Bir doğu şehri olan
Semerkant’ın ilmi tarihi ve yapısı üzerine yapılan araştırmalar, ya
Mâverâünnehir bölgesi çalışmalarının içerisine dahil olmakta ya da hicri
dördüncü asır ve sonrasına tekabül etmektedir. Ancak hicri ikinci ve üçüncü
asırda şehirdeki ilmi durum, bazı istisnai çalışmalar dışında tam anlamıyla gün
yüzüne çıkarılmış değildir. Zira şehrin meşhur âlimlerinin/râvîlerinin kimler
olduğuna dair bile oldukça cüzi bilgilerimiz bulunmaktadır. Bunun yanında hicri
ikinci ve üçüncü asırda Semerkant’ta nasıl bir ilmi hareketlilik vardı? Mezkûr
iki asrı birbirinden ayıran temel özellikler nelerdi? Ya da hicri ikinci asır
ve üçüncü asır kendi içerisinde nasıl bir gelişme çizgisi izlemişti?
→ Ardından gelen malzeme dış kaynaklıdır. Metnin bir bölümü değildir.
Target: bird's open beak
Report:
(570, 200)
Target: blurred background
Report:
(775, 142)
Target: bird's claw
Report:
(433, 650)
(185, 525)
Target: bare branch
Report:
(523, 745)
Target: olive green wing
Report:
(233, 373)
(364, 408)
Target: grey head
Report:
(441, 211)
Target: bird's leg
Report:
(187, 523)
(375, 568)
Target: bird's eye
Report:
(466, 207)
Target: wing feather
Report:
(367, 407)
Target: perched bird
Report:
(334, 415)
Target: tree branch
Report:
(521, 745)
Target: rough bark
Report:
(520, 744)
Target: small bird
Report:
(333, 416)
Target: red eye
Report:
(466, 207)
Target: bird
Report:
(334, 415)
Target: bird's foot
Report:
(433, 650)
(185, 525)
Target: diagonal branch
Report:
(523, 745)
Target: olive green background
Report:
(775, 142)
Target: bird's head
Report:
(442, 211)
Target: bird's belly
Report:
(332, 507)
Semerkant’a âlimlerin gelmeye başlaması veya Semerkant’tan başka şehirlere
rihlelerin gerçekleşmesi hangi dönemlere tekâbül ediyordu? Bölgede kimlerin
meclisleri vardı? Bu meclislerde hangi râvîler hangi rivâyetleri elde ediyor ve
naklediyordu? Semerkant bölgesine dair bir isnâd silsilesinden bahsedilebilir
mi? İman tartışmaları, halku’l-Kur’ân, kader gibi konularda Semerkant’lı
râvîlerin tutumu nasıldı? gibi pek çok soru hala cevaplanmayı beklemektedir. Bu
sebeple elinizdeki kitap, yukarıda zikredilen suâlleri göz önünde bulundurarak
hicri ikinci ve üçüncü asırlarda Semerkant’taki ilmi hareketliliği, bölgedeki
râvî ve isnâdların izlerini sürerek ortaya çıkarmayı amaçlamaktadır. Bunu
yaparken ise Ebû Hanîfe’nin Semerkant’lı öğrencilerinin ve Darimî’nin şehirdeki
ilişki ağlarını hareket noktası olarak kabul etmektedir. Böylece Semerkant’ın
ilmi durumu; tespit edilen isimlerin hoca-öğrenci ilişkileri, rivâyetleri,
eserleri ve fikri duruşları bağlamında ortaya konulmaya çalışılmaktadır.